Jim asked me to reference this article as he plans to discuss it on the big radio show this morning between 9 a.m. and noon on WTIC. The minimum wage has been a frequent topic here at RVO, and this story illustrates another – yet foreign – example.
From Crain’s Chicago Business.
Newly public Knowles Corp. faces a bumpy start
Knowles, maker of miniature speakers and receivers, was spun off this month from its conglomerate parent, Dover Corp. The Itasca-based company enjoyed a sixfold burst in revenue between 2005 and 2013, to $1.22 billion. But the company already is warning that first-quarter revenue will slide 4 to 6 percent from a year ago, with sales in its key mobile consumer electronics segment decreasing as much as 9 percent. Operating profit is projected to fall 15 to 20 percent.

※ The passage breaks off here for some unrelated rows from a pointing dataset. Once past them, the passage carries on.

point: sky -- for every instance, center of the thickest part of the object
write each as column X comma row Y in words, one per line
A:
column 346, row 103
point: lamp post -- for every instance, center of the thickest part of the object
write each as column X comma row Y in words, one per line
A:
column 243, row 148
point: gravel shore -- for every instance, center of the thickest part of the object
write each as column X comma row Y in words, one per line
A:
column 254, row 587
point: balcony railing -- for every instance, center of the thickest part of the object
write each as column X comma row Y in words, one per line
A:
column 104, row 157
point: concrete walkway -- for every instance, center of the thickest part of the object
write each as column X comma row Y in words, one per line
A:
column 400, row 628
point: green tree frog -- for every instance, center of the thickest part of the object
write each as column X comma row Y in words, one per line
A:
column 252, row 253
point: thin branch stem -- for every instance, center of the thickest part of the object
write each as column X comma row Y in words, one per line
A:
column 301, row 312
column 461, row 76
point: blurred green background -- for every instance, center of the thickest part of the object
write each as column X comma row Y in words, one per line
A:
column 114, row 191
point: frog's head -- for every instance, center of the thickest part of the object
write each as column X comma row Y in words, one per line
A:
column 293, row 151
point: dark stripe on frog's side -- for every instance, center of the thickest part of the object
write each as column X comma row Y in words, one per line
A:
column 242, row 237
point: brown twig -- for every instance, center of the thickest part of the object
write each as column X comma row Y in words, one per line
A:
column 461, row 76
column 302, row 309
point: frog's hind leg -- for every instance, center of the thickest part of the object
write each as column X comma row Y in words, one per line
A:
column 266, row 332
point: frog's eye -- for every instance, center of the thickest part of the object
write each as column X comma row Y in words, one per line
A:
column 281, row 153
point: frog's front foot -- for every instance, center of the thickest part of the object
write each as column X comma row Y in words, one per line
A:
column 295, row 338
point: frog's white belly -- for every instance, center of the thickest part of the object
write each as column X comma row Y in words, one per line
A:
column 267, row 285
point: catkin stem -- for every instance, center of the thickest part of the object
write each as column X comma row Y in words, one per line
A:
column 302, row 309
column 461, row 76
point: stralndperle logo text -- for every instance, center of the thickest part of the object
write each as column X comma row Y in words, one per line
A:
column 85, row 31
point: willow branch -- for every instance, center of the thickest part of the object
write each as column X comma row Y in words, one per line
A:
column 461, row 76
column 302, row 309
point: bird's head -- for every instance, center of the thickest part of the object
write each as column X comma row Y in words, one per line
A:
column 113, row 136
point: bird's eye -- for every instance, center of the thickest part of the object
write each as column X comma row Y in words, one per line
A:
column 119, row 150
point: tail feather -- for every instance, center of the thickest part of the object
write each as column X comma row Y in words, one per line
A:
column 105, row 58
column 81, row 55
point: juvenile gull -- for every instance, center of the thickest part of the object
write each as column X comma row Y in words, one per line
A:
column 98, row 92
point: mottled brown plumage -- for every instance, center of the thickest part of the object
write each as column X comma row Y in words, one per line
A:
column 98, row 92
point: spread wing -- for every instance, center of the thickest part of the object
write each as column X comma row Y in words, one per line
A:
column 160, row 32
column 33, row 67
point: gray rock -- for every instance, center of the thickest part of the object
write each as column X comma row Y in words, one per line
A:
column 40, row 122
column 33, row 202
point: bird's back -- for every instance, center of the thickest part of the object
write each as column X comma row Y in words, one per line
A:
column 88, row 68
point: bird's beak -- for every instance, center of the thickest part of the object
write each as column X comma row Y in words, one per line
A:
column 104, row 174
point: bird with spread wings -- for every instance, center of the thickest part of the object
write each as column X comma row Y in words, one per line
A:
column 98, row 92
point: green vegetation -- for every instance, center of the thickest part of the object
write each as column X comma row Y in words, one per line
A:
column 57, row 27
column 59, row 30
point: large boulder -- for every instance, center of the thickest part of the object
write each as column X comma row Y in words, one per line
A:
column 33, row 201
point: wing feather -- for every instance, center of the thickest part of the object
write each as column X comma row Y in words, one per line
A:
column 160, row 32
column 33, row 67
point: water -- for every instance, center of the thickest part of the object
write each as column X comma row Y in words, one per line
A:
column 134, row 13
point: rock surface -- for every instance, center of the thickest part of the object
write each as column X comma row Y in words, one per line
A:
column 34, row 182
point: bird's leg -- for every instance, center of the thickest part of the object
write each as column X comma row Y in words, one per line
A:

As a result, the stock has moved but a little from its debut at $31.23 on March 3 to $31.02 on March 14.
“We face some headwinds early this year,” acknowledges Jeffrey Niew, 47, Knowles’ president and CEO. “But we think those headwinds will shift behind us after the third quarter.”
So what’s a company to do?
The company is moving its hearing-aid production from China to the Philippines this year after its 1,000-member Chinese workforce won minimum wages of $3.50 an hour, up from 60 cents an hour when Knowles arrived in 1996. “Our labor costs will be halved in the Philippines,” estimates Mr. Niew, who is closing plants on other fronts to consolidate production in fewer places.
I’ve said this a few dozen times now. When costs increase for any business – including government mandates – the owners/managers must make decisions. Connecticut Gov. D.P. Malloy (D) and Lt. Gov. Wyman (D) can tell us all day long the government mandate “will not put any kind of burden on our employers,” but that does not make it the truth. It’s a lie.